Along with being a regular contributor to the Trib for decades, the highly-opinionated professor was known for pursuing truth and accuracy in his own writing while demanding nothing less from his students. If students could accept the harsh constructive criticism that Highton bestowed and applied it to future writing, they were more likely to make it as a respectable journalist in the real world.
“There were always two sides to Jake, who was a professor in the Reynolds School of Journalism for three decades, during which he wrote several books on journalism including a history of Nevada journalism,” Trent wrote in “Nevada Today.’’ “Jake had incredibly high standards, and during the course of every class he could be blunt, and often his grading was unmerciful. No one could escape the wrath of his red (sometimes black) pen.’’
Trent recalled that at one point Highton wrote a critical column in the Sparks Tribune that criticized the university presidency of Joe Crowley, who had otherwise gotten generally good reviews. He wrote that Crowley was no more than a “C” president, which sparked an engaging discussion between the two men.
Barbano knew about Highton before becoming his friend.
“His name was even transformed into a verb…if you got ‘Jaked’ that meant you survived a journalism class with him,” Barbano says after an article was posted in a May 2011 edition of the Reno News & Review written by Deidre Pike
He may have rubbed a few students the wrong way while they were there, but he no doubt left an impression- a testament to that is in Highton’s last book titled Here’s to Jake which contains 31 pages of comments from former students who appreciated his style of teaching.
Highton understood that he was harsh, but greatly valued quality education.

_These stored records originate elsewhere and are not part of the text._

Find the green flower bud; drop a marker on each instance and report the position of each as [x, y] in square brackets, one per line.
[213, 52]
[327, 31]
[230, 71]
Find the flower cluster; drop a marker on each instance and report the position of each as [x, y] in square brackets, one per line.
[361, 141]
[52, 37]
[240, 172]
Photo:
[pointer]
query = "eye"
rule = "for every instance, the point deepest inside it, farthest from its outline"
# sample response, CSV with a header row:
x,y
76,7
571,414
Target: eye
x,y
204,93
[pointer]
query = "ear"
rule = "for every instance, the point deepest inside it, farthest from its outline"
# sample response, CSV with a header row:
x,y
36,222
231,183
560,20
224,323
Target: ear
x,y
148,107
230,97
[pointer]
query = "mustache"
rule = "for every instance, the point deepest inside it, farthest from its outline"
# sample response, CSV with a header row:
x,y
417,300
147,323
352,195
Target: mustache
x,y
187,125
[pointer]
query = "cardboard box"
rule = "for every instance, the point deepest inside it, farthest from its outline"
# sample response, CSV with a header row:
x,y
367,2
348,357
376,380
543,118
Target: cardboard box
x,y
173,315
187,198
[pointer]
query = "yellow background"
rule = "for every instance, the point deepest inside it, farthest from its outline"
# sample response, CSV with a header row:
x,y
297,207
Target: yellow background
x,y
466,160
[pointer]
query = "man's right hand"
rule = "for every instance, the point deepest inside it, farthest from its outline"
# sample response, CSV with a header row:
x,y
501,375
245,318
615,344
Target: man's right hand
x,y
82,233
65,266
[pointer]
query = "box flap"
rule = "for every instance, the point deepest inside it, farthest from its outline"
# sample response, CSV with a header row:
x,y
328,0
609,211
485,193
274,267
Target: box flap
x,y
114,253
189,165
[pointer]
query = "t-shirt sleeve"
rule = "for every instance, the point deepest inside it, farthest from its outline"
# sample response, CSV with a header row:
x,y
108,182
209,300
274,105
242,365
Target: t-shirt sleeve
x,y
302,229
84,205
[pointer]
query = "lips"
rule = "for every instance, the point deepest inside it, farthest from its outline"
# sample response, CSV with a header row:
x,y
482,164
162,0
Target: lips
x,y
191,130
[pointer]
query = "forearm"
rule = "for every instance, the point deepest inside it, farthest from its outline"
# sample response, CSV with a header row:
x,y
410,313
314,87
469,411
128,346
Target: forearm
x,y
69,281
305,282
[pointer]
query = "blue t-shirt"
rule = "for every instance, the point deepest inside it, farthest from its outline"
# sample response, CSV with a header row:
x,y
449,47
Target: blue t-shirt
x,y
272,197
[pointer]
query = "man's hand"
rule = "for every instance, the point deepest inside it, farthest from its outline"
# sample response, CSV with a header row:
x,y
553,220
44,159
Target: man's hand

In one of his 1991 Sparks Tribune columns, Highton stated, “Good teachers inspire, challenge. They make students think, set lofty standards, turn out better human beings. Their imprints last the lifetimes of their students. Nothing is more sacred than the minds of young people.” In April of this year, he wrote a column which included a tribute to his former students “from this cruel ex-professor”.
“Jake believes that accuracy and literacy go hand in hand. If you could write a coherent sentence in the English language then you got Jake’s attention,” says Barbano. “Having his work remembered was important to him, but his impact was far greater than his writing. He created a lot of damn good journalists and that is his true legacy.”
The Tribune will miss him greatly, and many Sparks readers will, too.
“Jake as a journalism teacher at UNR mentored a generation of students who will not forget him. Those students have gone on to jobs where they put his wisdom to work,” says Sparks Tribune publisher Sherman Frederick. “It was also our honor to publish his column in the Sparks Tribune.”